A Practical Guide towards Performance in Research Code

"Premature optimization is the root of all evil" (Donald Knuth)

We should forget about small efficiencies, say about 97% of the time: premature optimization is the root of all evil. Yet we should not pass up our opportunities in that critical 3%.

  • The most important goal to achieve in programming scientific code to to write code that produces correct output. (My oppinion anyway).
  • Second to that is to write the code fast. That means you need to be able to tap in, debug and verify (intermediate) results as you go along and write your functions.
  • Thirdly the code should be readable as much as possible, because that allows other people and yourself understand it and modify it.
  • Then it should be fast/ efficient

Optimized Code, its fast, but

Optimized code usually does not satisfy the above criteria. Although it might be correct at the end, it takes very long time to write, because

  • debugging tools are not as good
  • code (logic) has arcane structure
  • code is longer (its harder to keep track, make alterations)

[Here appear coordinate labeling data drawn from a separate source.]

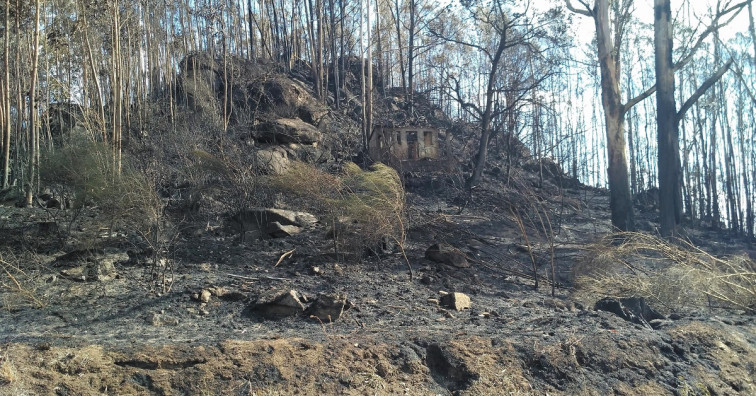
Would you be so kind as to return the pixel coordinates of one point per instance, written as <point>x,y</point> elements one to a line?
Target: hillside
<point>149,288</point>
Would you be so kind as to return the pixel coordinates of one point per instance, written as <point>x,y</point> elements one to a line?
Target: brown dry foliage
<point>673,276</point>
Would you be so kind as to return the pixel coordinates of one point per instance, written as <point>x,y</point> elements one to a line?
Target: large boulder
<point>278,304</point>
<point>270,223</point>
<point>272,160</point>
<point>287,94</point>
<point>447,254</point>
<point>287,130</point>
<point>204,82</point>
<point>329,307</point>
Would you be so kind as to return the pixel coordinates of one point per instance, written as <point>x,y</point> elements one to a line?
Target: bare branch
<point>587,11</point>
<point>703,88</point>
<point>714,26</point>
<point>634,101</point>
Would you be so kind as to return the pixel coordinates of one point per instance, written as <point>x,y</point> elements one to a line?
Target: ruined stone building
<point>407,147</point>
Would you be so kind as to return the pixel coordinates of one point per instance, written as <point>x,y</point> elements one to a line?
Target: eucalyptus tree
<point>667,115</point>
<point>609,38</point>
<point>493,30</point>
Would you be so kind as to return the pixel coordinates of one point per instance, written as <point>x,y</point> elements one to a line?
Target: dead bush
<point>86,177</point>
<point>18,284</point>
<point>673,276</point>
<point>364,208</point>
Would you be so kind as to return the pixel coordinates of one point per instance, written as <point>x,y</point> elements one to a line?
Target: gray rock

Exploiting the benefits of all

Develop in highlevel (e.g. Python, Matlab) -> profile -> optimize only bottlenecks or "embarrassingly parallel/lowlevel"

This part of the tutorial is intented to be a practical approach to the development of efficient code using python.

There are a few benchmarks out there, but they tend to be rather old. An interesting writeup is (because it includes Numba, a relativly new approach)

http://nbviewer.ipython.org/4271861/

Getting started

We load an example image and extract a patch from it. Then we show both.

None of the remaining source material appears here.